Abstract

Genomic DNA replicates according to a defined temporal program in which early-replicating loci are associated with open chromatin, higher gene density, and increased gene expression levels, while late-replicating loci tend to be heterochromatic and show higher rates of genomic instability. The ability to measure DNA replication dynamics at genome scale has proven crucial for understanding the mechanisms and cellular consequences of DNA replication timing.

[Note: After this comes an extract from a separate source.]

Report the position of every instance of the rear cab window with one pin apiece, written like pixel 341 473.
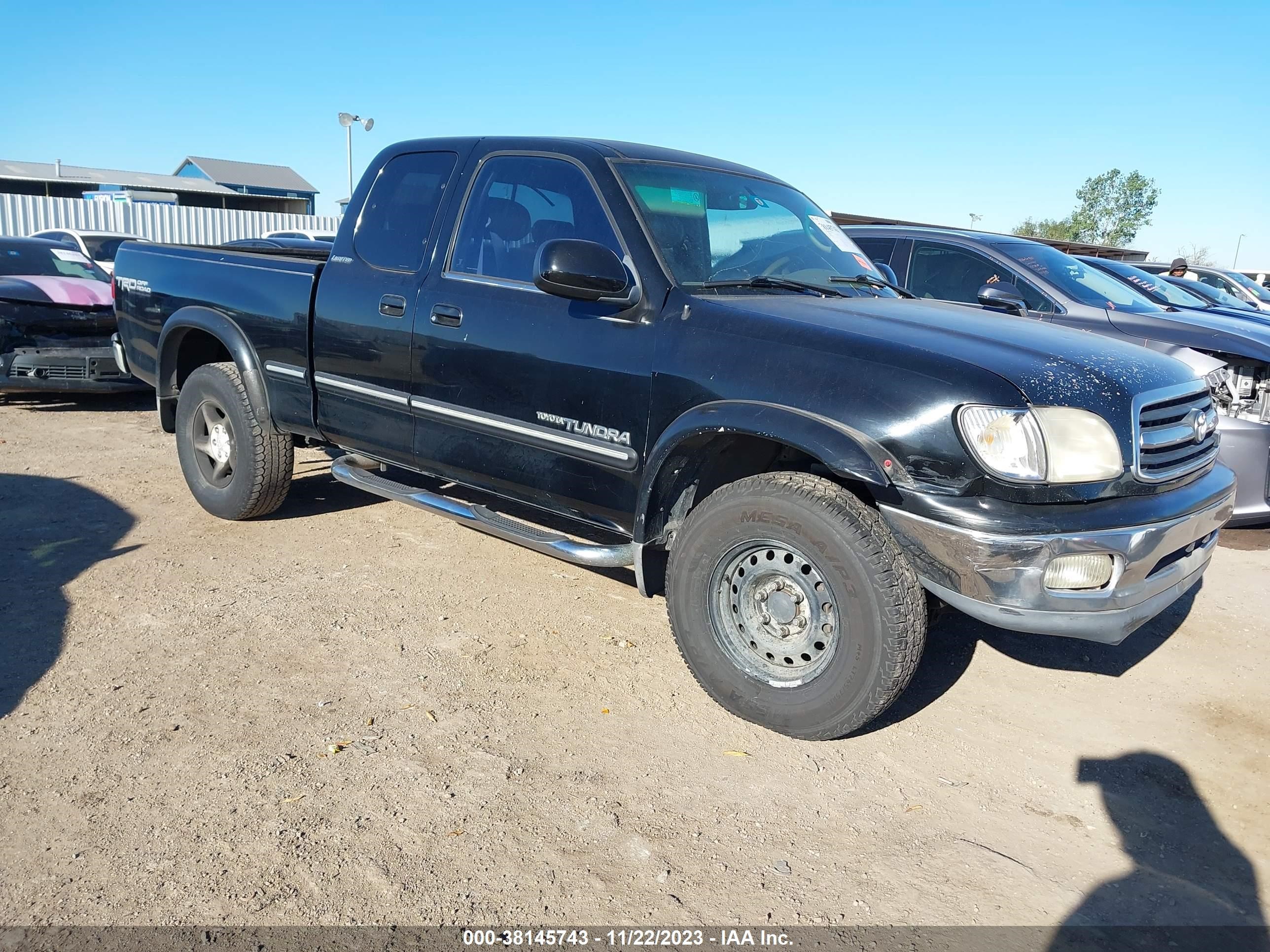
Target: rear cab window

Several methods, such as quantification of nucleotide analog incorporation and DNA copy number analyses, can accurately reconstruct the genomic replication timing profiles of various species and cell types. More recent developments have expanded the DNA replication genomic toolkit to assays that directly measure the activity of replication origins, while single-cell replication timing assays are beginning to reveal a new level of replication timing regulation. The combination of these methods, applied on a genomic scale and in multiple biological systems, promises to resolve many open questions and lead to a holistic understanding of how eukaryotic cells replicate their genomes accurately and efficiently.

中文翻译：

---

测量 DNA 复制动态的基因组方法。

 抽象的

基因组 DNA 根据定义的时间程序进行复制，其中早期复制基因座与开放染色质、更高的基因密度和增加的基因表达水平相关，而晚期复制基因座往往是异染色质的，并表现出更高的基因组不稳定率。事实证明，在基因组规模上测量 DNA 复制动态的能力对于理解 DNA 复制计时的机制和细胞后果至关重要。核苷酸类似物掺入定量和 DNA 拷贝数分析等多种方法可以准确重建各种物种和细胞类型的基因组复制时序图。最近的发展已将 DNA 复制基因组工具包扩展到直接测量复制起点活性的测定，而单细胞复制计时测定开始揭示复制计时调节的新水平。这些方法的结合，应用于基因组规模和多个生物系统，有望解决许多悬而未决的问题，并导致对真核细胞如何准确有效地复制其基因组的全面理解。